# Hello from Arkansas



## bowcross (Aug 5, 2006)

Welcome to AT from a fellow arkie archer!


----------



## LeftemLeakin (Feb 19, 2007)

Howdy Feller!


where in Arkansas are ya from? Hot Springs here...


----------



## willie7018 (Mar 19, 2007)

hello from newport, welcome to archery talk
willie


----------



## bubbahunts (Feb 26, 2003)

*Welcome*

Welcome to AT you won't find a better bunch of fellows.(period) Archers helping Archers


----------



## rcmjr (Jan 31, 2007)

welcome!


----------



## sbui (May 29, 2006)

*Welcome*

Welcome to AT. Ever need help in NWA just give me a shout.


----------



## firemanmsmith (Jun 28, 2007)

Welcome from Searcy.


----------



## mikel m14 (Jul 24, 2006)

:welcome: to AT and have Fun!

Enjoy Shooting!:archer:


----------



## Tim Roberts (Jul 13, 2002)

:yo: :wave3: Hello and :welcomesign: to Archery Talk Pastor Hoyt.

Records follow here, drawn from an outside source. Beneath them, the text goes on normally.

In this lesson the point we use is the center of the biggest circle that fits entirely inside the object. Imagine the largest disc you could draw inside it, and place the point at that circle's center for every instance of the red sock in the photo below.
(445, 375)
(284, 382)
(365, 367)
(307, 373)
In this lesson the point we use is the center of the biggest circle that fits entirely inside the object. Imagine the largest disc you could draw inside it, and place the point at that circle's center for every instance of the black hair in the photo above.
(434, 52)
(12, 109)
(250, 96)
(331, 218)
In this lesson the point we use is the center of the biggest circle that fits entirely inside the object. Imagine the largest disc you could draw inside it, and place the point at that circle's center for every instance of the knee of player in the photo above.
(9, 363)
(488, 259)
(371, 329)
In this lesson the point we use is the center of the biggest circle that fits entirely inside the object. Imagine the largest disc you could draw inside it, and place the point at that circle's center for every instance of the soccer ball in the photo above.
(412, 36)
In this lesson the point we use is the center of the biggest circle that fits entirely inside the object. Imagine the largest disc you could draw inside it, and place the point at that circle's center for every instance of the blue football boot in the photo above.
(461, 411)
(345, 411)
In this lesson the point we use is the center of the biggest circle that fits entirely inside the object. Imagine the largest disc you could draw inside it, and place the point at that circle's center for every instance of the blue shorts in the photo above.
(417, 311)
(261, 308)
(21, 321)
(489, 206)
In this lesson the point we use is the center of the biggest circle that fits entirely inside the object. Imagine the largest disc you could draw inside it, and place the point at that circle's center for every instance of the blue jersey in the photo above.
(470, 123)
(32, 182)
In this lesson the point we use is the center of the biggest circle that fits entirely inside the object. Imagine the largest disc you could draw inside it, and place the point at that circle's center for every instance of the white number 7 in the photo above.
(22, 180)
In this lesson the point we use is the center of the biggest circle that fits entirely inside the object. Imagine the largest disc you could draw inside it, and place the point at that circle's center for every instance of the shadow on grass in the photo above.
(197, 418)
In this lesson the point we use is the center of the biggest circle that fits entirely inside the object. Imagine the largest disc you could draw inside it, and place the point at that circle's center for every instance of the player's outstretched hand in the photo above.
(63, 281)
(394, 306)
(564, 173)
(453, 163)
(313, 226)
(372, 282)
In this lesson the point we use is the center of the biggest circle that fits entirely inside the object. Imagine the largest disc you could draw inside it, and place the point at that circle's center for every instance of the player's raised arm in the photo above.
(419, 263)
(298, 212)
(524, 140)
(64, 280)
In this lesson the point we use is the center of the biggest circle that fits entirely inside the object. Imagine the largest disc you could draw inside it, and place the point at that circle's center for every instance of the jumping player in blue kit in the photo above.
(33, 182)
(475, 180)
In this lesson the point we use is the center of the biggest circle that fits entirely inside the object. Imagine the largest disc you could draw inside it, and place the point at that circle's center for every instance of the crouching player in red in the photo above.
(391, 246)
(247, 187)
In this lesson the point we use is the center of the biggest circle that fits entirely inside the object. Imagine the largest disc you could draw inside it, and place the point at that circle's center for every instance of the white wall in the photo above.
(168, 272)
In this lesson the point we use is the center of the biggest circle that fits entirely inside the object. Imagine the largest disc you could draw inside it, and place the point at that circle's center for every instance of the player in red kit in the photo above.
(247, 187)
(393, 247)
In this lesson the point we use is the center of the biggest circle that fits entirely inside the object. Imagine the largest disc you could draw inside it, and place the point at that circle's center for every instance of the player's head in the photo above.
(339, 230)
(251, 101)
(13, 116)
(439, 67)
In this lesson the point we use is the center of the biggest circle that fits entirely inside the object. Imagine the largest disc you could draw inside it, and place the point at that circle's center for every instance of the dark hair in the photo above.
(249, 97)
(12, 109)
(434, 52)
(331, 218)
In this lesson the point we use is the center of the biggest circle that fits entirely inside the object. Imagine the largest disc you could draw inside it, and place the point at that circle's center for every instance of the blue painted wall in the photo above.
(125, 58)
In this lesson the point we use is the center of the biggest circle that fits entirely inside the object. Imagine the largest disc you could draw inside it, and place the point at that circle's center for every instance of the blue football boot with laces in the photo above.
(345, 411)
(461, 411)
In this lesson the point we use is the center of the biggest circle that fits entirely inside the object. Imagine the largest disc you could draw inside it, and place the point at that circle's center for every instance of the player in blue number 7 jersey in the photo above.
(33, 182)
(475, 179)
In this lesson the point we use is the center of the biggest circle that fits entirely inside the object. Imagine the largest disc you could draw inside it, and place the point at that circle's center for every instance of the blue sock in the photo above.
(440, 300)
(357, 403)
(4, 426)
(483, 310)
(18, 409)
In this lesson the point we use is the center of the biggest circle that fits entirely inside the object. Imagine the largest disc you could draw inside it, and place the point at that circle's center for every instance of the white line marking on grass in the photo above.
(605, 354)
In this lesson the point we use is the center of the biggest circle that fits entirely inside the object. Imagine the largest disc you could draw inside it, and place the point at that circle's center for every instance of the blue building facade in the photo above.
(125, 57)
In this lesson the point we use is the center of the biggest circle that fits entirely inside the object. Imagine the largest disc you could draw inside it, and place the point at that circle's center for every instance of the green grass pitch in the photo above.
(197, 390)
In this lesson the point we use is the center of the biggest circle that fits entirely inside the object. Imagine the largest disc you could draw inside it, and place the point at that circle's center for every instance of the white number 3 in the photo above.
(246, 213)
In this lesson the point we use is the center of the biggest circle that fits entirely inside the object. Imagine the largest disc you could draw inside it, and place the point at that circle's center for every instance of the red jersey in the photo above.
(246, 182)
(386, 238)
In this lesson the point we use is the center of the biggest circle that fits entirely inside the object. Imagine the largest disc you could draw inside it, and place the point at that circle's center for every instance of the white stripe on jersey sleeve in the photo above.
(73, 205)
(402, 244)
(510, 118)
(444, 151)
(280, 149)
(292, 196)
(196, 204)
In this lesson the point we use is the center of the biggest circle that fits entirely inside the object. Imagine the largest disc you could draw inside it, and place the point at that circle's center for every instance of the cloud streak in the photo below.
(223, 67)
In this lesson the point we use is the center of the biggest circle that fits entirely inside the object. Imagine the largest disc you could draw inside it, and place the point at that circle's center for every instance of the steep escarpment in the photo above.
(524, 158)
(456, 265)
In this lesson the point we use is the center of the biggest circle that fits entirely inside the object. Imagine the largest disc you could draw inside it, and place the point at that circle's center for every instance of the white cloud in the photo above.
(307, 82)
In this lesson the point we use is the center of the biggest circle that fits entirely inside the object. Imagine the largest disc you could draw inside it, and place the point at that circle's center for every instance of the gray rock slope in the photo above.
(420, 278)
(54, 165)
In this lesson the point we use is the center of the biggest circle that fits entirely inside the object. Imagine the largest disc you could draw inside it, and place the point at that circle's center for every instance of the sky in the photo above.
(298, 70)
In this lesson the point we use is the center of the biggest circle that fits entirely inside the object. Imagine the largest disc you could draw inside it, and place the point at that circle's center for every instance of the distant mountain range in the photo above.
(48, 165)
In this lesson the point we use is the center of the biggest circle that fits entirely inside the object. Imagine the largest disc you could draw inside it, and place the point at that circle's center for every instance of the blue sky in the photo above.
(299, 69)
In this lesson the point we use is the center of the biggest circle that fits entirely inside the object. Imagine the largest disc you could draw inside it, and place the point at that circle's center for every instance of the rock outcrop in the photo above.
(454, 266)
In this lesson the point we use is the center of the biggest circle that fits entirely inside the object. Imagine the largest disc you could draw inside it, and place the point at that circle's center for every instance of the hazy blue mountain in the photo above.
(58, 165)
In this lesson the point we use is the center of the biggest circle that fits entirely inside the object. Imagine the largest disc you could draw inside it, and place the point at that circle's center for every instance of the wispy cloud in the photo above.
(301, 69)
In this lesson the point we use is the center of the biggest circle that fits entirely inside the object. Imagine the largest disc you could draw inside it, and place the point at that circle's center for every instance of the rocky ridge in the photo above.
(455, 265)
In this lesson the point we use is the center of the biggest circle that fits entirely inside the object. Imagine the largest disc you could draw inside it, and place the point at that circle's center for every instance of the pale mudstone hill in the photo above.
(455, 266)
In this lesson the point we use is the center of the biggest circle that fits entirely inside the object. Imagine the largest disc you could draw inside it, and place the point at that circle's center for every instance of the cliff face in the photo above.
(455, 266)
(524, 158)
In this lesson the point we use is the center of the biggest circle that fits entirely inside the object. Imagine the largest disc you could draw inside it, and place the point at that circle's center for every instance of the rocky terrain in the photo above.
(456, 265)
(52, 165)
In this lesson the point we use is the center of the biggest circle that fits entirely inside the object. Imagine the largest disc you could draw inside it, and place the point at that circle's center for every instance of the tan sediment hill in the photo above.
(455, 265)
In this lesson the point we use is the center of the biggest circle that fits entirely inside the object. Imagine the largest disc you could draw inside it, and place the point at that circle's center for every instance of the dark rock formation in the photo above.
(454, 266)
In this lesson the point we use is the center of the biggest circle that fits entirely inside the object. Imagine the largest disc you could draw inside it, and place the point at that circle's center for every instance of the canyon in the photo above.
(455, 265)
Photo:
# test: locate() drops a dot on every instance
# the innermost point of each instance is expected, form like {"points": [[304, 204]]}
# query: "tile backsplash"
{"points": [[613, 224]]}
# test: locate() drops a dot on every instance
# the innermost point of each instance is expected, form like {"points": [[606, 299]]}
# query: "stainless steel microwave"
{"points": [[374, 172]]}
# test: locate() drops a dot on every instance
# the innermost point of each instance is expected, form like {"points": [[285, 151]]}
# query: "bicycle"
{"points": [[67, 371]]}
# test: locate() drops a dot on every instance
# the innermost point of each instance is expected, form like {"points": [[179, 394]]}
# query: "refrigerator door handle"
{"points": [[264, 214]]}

Have fun here.


----------



## Dthbyhoyt (Dec 4, 2004)

:welcome: 2 ArcheryTalk


----------



## Pastor Hoyt (Jul 6, 2007)

Thanks everybody for the nice sayings. Im from Little Rock and love to bow hunt.


----------



## jva54 (Dec 14, 2005)

Welcome to AT!! :wave:


----------



## swampfrogg (Jun 29, 2007)

welcome


----------



## joebowman (Jun 2, 2007)

Hey, welcome from a fellow Arkansan. This is a great forum. You will enjoy it.


----------



## LostHawg (Feb 17, 2005)

Welcome.


----------



## TED WILLIAMS (Jun 13, 2006)

*Hello from Mississippi*

hello from across the mighty mississippi river and alittle south. there is a big shoot this weekend near you in pine bluff, are you going to shoot the ben pearson this saturday or sunday? alot from mississippi is coming over there. hopefully shoot good and win a door prize.


----------



## Buckums (Jun 9, 2006)

*howdy*

howdy from Maumelle, AR


----------



## DRT (Jul 9, 2007)

Today must be the day for Arkansas boys i just joined today also. Hello from Crittenden County.


----------



## Takeum (Jul 22, 2005)

Howdy from cross the river.... memphis here>>>>> Go Hogs!!!!


----------



## SIMPLEARKANSAN (Jul 24, 2003)

Welcome, I'm not too far from you. You shoot any of the local 3D tournaments?


----------



## Ridge Buster (Oct 26, 2006)

Howdy, Its nice to see more Arkansas people on here! Have fun:welcome:


----------



## Razoo97 (Oct 24, 2006)

*Welcome!!*

To the site,,,it's great!! Waldron, AR here.


----------



## Bojack (Nov 28, 2006)

*another Arkansan*

Welcome Pastor Hoyt, I'm from Camden, a couple hours south of ya.


----------



## Hogs45 (Apr 9, 2007)

*Fayetteville AR*

Displaced from my roots in Arkansas county but its all good. AT is an awesome spot. I just joined not long ago too. Welcome from another newcomer! TK


----------



## chief razor (Apr 29, 2006)

Hello, welcome to ArcheryTalk!


----------



## tylerolsen12 (Feb 8, 2007)

welcome to the best place in archery


----------